Run `npx @vorec/cli@latest check` first — it surfaces most issues in one command.

## App / CLI prerequisites

| Error | Fix |
|-------|-----|
| `Vorec Recorder app is not running` | Install from https://vorec.ai/download, open the app (it's a menubar icon) |
| `Vorec Recorder is not signed in` | Click the Vorec icon in the macOS menubar → sign in with magic link or password |
| `Screen Recording permission not granted` | Open the app → Settings → Permissions → Grant Screen Recording |
| `cliclick not found` | `brew install cliclick` — without it the mouse cursor won't be visible in recordings |
| `Vorec API key missing` | `npx @vorec/cli@latest login` (or `npx @vorec/cli@latest init`) |
| Insufficient credits | Check balance in the app or at vorec.ai/settings, upgrade or buy a pack |
| Project limit reached | Delete old projects at vorec.ai/dashboard, or upgrade plan |

## Recording failures

| Error | Fix |
|-------|-----|
| Chromium window not found | Make sure the browser actually launched; the CLI diffs the window list before/after launch to locate it |
| Recording file is empty (0 bytes) | The target window was hidden/minimized during capture — make sure the Chromium window stays visible |
| Recording under 10 seconds | Min length is 10s. Add more actions or increase delays in the manifest |
| Cursor not visible in video | Install cliclick (above). If installed, grant Terminal (or whatever shell ran `vorec run`) access in System Settings → Privacy → Accessibility |

## Manifest selector issues

The manifest takes Playwright selector strings (not JS helpers).

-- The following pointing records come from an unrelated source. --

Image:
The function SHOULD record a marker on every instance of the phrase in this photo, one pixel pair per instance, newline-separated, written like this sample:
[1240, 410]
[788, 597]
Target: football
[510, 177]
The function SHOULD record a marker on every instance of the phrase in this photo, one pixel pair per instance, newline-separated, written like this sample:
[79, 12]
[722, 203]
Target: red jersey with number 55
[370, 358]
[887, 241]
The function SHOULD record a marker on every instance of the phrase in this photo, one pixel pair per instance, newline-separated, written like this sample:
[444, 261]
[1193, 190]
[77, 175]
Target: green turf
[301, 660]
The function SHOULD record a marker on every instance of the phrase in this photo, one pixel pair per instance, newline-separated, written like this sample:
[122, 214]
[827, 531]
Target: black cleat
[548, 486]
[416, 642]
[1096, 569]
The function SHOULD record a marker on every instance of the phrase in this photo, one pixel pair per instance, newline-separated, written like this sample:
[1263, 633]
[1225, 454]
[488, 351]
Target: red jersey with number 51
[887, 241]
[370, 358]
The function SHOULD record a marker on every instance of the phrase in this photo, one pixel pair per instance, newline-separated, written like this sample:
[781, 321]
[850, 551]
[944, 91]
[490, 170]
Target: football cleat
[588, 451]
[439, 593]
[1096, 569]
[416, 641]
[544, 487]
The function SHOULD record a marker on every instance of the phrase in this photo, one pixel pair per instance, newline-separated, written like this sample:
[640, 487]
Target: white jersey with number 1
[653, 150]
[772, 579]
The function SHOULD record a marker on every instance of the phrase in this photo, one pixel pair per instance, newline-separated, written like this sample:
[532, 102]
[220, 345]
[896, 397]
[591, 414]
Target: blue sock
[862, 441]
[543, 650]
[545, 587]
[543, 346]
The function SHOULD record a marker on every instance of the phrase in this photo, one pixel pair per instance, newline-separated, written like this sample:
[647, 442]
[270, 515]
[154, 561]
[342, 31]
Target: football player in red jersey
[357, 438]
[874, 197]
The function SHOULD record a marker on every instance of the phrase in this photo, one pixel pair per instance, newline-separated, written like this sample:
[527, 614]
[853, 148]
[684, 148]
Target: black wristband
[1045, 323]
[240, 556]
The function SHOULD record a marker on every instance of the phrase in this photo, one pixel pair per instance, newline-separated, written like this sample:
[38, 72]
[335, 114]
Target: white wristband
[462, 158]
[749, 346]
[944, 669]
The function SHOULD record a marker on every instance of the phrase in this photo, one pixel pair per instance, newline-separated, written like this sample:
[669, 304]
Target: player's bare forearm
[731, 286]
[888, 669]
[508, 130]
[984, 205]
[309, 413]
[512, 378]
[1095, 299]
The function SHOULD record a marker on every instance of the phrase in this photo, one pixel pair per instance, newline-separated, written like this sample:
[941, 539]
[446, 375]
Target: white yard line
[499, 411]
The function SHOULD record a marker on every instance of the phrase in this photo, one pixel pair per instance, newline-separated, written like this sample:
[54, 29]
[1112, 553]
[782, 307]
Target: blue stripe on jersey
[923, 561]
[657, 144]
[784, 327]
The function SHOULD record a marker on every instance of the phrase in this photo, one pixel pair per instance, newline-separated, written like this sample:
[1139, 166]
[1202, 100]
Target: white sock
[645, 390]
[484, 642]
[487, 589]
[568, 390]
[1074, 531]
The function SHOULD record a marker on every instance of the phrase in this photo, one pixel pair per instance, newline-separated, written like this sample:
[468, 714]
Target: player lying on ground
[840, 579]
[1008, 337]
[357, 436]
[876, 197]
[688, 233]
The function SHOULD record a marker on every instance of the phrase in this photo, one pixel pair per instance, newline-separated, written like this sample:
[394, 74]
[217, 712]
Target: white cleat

Good patterns:

| Goal | Selector |
|------|----------|
| Button by label | `"text=Create account"` |
| Role-based | `"role=button[name='Create']"` |
| Input by placeholder | `"[placeholder='you@example.com']"` |
| CSS | `"button.primary"`, `"input[name=email]"` |
| Disambiguate | `"css=.modal >> text=Save"` |

If a selector times out:
- Add a `wait` action before it so the page has time to render
- Check for cookie banners or overlays that may be covering the element (add an earlier click to dismiss them)
- In Explore mode, re-run `playwright-cli --raw snapshot` to find the current selector

## Page load / timing

| Error | Fix |
|-------|-----|
| Page hangs on load | Change `waitStrategy` in manifest — avoid `networkidle` for SPAs with WebSockets; try `load` or `domcontentloaded` |
| Element not visible yet | Insert a `{ "type": "wait", "delay": 1500 }` action before the click |
| Cookie banner blocks clicks | Dismiss it as the first action: `{ "type": "click", "selector": "role=button[name='Accept']", "description": "Dismiss cookies" }` |

## Upload / analysis

| Error | Fix |
|-------|-----|
| Upload failed | Re-run — the app retries automatically. If persistent, check `vorec check` for credits |
| `analyze-video-v2` error | The video reached Vorec but analysis failed. Open the editor URL and retry analysis there |
| Timed out waiting for analysis | Analysis sometimes takes 2+ minutes. The CLI prints the editor URL anyway — open it and wait |

## Resolution drops mid-session

**Symptom:** previous recording was full retina (e.g. 3456×2158), the next one is sub-retina (1306×810 or smaller).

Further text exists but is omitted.